Tuttavia, l’esperienza italiana dimostra l’opposto. Con Mario Monti, lo spread non diminuì, ma raggiunse picchi mai visti nell’era dell’euro, costringendo Mario Draghi e la Banca Centrale Europea a intervenire con il celebre “whatever it takes” per placare la crisi. I mercati si resero presto conto che le misure impopolari necessitano del sostegno dei partiti.

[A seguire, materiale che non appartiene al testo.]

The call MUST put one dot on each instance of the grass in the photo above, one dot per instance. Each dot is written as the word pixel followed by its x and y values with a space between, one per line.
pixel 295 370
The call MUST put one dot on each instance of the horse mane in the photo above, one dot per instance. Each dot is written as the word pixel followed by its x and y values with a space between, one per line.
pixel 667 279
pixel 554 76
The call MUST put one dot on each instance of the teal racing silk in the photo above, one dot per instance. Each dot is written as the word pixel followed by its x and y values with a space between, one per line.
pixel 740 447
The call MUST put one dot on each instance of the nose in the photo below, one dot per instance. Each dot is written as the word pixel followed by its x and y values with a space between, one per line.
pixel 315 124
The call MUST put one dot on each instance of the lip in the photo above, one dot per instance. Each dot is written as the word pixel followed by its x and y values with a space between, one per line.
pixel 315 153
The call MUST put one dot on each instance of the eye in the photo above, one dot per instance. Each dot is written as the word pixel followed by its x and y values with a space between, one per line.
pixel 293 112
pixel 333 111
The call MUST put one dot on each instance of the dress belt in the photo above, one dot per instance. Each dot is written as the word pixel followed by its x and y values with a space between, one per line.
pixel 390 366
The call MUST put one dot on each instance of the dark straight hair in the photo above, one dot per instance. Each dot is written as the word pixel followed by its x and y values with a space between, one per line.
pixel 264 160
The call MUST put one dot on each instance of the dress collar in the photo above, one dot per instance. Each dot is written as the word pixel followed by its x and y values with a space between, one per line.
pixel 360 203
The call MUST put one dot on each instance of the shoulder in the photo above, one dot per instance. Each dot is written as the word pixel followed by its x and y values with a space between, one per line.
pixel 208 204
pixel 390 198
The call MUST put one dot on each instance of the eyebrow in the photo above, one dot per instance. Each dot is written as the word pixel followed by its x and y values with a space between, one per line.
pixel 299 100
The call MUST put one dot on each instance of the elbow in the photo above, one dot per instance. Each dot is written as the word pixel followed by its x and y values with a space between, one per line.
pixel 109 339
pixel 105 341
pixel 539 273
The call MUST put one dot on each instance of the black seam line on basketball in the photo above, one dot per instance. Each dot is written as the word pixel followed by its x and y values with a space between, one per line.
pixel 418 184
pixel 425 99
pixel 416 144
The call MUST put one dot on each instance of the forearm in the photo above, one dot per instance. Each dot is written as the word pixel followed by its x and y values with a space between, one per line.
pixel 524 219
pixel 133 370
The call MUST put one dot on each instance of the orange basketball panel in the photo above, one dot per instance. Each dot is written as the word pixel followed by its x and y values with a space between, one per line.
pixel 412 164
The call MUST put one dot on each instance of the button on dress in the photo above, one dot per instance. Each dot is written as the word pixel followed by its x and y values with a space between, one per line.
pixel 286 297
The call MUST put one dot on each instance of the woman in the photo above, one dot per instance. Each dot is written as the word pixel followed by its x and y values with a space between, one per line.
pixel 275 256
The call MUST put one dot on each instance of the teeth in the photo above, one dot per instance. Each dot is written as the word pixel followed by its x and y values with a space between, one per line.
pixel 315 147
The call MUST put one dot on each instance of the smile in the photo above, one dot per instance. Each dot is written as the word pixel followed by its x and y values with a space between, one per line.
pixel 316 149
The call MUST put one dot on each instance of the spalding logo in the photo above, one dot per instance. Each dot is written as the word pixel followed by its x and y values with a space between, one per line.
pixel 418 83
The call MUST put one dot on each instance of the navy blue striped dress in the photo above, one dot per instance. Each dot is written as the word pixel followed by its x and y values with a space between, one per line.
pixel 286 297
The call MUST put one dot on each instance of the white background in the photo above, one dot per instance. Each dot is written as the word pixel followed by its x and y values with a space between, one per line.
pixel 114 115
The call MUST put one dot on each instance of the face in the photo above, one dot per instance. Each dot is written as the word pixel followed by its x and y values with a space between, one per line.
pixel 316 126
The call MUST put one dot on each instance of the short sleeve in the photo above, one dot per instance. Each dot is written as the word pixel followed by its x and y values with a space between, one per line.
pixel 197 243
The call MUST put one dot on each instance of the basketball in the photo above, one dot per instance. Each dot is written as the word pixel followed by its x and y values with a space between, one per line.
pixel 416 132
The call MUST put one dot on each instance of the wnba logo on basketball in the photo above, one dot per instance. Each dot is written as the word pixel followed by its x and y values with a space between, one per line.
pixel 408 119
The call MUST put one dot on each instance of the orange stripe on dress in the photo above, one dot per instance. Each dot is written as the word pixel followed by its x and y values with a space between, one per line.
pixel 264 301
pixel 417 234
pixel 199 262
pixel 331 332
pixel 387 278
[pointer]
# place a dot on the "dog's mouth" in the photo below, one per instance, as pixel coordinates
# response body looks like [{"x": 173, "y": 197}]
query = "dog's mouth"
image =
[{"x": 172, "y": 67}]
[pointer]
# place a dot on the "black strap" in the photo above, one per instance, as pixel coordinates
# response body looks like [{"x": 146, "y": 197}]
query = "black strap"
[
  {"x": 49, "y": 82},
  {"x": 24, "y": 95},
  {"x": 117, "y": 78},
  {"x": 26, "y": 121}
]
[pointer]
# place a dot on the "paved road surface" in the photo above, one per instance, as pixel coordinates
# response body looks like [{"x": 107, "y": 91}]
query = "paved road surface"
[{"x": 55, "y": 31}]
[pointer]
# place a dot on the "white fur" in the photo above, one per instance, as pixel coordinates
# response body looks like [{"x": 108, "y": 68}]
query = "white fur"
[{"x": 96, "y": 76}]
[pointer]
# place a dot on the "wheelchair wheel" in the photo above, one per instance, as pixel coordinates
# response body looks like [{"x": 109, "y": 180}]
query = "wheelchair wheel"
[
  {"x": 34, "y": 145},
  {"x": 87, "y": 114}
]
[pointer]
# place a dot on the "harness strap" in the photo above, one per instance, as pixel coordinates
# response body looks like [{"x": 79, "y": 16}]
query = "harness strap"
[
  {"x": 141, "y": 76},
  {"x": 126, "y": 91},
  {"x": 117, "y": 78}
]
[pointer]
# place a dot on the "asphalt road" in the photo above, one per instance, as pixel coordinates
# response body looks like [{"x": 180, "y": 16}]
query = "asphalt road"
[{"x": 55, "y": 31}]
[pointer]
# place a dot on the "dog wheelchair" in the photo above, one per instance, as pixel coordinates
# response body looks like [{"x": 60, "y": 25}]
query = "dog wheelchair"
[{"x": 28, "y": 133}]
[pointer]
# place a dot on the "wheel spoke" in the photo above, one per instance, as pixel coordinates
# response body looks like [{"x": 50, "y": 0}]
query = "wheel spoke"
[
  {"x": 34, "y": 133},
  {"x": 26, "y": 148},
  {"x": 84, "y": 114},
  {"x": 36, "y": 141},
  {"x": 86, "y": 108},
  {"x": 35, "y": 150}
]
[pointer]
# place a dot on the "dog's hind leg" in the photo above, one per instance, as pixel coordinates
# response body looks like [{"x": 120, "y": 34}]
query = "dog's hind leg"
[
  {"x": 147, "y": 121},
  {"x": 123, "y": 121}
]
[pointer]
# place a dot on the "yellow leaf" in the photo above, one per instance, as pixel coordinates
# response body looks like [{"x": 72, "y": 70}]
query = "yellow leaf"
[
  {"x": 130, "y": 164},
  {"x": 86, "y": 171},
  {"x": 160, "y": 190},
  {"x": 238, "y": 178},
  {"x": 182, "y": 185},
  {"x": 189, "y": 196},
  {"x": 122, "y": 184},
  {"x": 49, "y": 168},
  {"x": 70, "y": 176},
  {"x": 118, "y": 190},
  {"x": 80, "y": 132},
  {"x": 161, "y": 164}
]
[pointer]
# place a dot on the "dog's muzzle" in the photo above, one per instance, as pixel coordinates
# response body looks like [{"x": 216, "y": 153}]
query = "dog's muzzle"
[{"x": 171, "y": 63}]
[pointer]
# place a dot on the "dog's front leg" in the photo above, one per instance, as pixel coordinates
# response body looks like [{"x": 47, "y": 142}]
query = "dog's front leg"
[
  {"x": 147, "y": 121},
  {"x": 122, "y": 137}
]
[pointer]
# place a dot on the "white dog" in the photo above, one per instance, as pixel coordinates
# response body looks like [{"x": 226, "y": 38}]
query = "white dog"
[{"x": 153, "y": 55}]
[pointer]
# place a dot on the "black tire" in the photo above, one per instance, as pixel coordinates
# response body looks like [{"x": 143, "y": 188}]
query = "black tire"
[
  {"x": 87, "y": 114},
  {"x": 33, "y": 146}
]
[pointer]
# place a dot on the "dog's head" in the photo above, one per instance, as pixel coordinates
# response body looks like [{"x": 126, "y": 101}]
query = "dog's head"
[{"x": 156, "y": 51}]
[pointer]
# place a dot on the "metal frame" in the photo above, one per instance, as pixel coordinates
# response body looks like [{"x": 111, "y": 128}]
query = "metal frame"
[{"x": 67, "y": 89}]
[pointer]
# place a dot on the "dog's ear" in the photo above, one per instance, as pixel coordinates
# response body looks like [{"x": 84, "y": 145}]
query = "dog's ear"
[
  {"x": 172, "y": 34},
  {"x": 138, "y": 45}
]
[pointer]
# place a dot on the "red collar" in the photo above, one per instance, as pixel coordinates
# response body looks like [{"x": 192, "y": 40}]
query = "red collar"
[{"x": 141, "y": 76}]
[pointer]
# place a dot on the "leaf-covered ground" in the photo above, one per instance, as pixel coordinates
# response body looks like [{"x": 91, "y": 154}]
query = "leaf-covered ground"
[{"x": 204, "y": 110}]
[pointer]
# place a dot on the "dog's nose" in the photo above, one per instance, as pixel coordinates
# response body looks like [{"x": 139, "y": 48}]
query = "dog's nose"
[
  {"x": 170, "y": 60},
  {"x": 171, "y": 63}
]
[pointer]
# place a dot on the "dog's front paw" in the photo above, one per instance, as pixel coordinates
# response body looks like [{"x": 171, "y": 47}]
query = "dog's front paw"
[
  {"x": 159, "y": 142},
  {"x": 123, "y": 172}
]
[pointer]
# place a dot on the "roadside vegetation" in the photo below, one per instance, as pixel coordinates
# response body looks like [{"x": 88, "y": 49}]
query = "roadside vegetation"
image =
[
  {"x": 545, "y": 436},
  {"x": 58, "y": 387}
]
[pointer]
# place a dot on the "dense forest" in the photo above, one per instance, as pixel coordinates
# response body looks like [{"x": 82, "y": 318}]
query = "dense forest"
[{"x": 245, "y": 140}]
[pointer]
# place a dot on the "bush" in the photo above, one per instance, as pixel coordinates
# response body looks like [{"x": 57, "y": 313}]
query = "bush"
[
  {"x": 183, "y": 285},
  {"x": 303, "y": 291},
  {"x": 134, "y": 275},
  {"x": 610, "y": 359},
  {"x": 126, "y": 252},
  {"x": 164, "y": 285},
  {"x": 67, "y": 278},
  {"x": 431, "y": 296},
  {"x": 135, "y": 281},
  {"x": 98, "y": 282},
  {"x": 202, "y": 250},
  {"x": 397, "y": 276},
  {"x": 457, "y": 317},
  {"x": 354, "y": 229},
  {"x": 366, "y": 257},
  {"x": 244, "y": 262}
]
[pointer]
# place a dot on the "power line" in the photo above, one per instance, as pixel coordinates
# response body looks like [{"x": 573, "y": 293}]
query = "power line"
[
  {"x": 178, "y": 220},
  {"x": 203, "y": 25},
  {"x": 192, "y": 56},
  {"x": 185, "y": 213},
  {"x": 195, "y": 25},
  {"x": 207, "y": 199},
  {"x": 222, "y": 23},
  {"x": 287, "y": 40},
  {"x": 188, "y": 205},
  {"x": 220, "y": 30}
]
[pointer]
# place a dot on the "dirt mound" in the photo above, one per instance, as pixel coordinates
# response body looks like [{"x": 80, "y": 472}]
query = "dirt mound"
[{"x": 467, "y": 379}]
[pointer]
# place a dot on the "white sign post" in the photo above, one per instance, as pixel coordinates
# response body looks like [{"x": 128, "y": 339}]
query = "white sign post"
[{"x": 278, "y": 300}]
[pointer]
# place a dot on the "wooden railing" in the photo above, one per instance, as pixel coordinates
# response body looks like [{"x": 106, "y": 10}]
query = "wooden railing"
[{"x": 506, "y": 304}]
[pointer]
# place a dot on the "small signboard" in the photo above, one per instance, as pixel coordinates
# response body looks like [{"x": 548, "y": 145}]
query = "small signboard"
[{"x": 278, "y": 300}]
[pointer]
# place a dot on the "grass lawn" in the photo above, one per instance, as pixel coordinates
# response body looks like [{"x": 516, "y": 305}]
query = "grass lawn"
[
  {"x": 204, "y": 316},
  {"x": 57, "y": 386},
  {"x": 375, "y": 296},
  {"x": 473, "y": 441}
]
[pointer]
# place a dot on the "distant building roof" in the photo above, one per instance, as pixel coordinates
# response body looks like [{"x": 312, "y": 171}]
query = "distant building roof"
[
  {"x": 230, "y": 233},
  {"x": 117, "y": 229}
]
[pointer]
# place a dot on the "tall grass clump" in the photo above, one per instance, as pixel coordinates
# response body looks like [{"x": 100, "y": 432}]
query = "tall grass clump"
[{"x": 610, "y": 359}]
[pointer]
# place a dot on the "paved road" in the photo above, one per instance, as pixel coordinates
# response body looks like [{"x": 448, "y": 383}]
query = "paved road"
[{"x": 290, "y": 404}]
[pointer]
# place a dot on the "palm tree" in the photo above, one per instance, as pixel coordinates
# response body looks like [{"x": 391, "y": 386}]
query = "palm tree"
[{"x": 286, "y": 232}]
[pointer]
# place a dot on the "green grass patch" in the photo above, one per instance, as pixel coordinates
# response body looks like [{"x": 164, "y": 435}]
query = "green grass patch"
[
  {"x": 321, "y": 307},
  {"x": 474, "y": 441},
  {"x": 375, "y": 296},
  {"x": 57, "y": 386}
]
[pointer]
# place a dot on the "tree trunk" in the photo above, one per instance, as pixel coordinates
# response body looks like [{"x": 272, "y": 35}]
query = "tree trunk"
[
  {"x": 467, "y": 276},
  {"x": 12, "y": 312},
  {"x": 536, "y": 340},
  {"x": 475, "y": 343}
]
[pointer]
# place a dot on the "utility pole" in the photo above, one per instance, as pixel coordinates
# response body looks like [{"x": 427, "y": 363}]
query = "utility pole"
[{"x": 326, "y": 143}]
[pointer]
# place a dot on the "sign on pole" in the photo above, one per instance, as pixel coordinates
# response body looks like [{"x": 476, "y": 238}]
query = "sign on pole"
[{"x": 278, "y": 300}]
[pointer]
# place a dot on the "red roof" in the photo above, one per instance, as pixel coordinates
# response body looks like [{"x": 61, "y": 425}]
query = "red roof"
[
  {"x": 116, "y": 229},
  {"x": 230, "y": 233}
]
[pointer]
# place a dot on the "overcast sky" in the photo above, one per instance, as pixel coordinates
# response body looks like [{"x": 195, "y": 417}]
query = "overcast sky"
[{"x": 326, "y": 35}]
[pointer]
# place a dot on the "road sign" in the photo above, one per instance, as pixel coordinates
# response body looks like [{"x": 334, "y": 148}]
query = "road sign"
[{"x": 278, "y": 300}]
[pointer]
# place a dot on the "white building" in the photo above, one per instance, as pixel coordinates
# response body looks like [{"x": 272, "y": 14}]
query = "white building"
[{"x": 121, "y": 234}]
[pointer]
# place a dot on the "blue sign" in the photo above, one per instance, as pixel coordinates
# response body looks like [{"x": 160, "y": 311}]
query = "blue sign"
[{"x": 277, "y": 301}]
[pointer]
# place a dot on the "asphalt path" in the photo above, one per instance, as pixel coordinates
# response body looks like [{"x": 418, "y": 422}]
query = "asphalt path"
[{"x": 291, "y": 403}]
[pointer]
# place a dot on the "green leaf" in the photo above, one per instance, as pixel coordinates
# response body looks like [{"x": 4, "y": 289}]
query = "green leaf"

È vero che nessun politico propone misure di austerità fiscale se non costretto dalle circostanze, per il rischio di non essere rieletto. Tuttavia, è anche vero che solo la politica può raggiungere obiettivi che i tecnici non eletti non possono conseguire. Il governo di Giorgia Meloni ha guadagnato popolarità sui mercati finanziari. Dalla sua nascita, la borsa italiana ha raddoppiato il suo valore e lo spread è sceso ai minimi degli ultimi 15 anni, equiparandosi a quello francese. Risultati mai raggiunti nemmeno con Draghi. Come è stato possibile? La risposta sta nella politica.
I successi del governo Meloni sono politici
Il centro-destra è riuscito a ridurre il deficit dal 8,1% ereditato nel 2022 al 3,4% nel 2024 grazie a decisioni comprese dal suo elettorato. Se le stesse decisioni fossero state prese dai tecnici, probabilmente non sarebbero state accettate. Non è questione di pregiudizi, ma di fatto che la politica trascende la mera contabilità. L’elettore considera l’insieme delle misure proposte. Se un governo di destra o di sinistra richiede un sacrificio, offre in cambio un pacchetto di soluzioni da valutare nel loro complesso.
I tecnocrati, paradossalmente, tendono a presentare le misure una per una, senza mostrare benefici e costi in una visione d’insieme.
Per esempio, un cittadino potrebbe accettare di andare in pensione più tardi se, in cambio, riceve maggiore protezione sul lavoro e un potenziamento dell’assistenza sociale, o se paga meno tasse e gode di più libertà imprenditoriale. La crisi italiana si è protratta ben oltre il 2011 a causa di questa mancata comprensione. Fino al 2022, la maggior parte dei partiti riteneva che la tecnocrazia fosse preferibile ai governi politici. In Francia, stanno facendo lo stesso errore all’Eliseo. E non si può aspettarsi diversamente da un presidente che è figlio della tecnocrazia applicata alla politica.
La crisi italiana rivela la supremazia della politica
La crisi del 2011 in Italia ci ha insegnato che i problemi non si risolvono evitando soluzioni politiche e sostituendole con riforme tecnocratiche. L’illusione di un’élite illuminata capace di costruire una società perfetta è alla radice dei problemi che affliggono le società europee oggi. I partiti, come rappresentanti di interessi di parte, incarnano l’imperfezione, che non possiamo mai eliminare dalla nostra vita quotidiana. Coloro che nella storia hanno tentato di farlo hanno solo causato immensi dolori.